The first decimal coinage of Canada was produced in 1858 and 1859. The “Province of Canada “ under Francis Hicks, took on the job of creating a decimal coinage for British North America. After acts were passed in 1851 and 1853 to stipulate that all accounts were to be kept in Dollars and Cents, and since no such coins were issued, it became necessary to provide said coinage. In 1857 an act was passed for a decimal currency system to begin in 1858.
Canada produced a one Cent, a silver 5 Cent, 10 Cent and 20 Cent coins featuring a young bust of Queen Victoria designed by L.C. Wyon of the Royal Mint. The choice of a 20 cent coin was to be a bridge between the two currencies.
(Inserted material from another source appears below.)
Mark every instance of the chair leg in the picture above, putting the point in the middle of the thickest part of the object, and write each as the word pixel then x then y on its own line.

The 20 cent was equal to the Halifax shilling of the time. This proved to be confusing as the size and weight differed from the British shilling and the US quarter dollar.
After Confederation, Canada replaced the 20 cent coin with a 25 cent piece, beginning in 1870 and continues it into modern times.
Thus, the 20 cent piece has become an iconic Canadian coin, produced in only one year and, much sought after to this day.
The example shown here (photo courtesy of Jacob Lipson Rare Coins) is a Very Fine (VF) example and is worth about $200. A top quality example in choice Uncirculated condition could bring $10,000!
Happy hunting and stay warm and safe!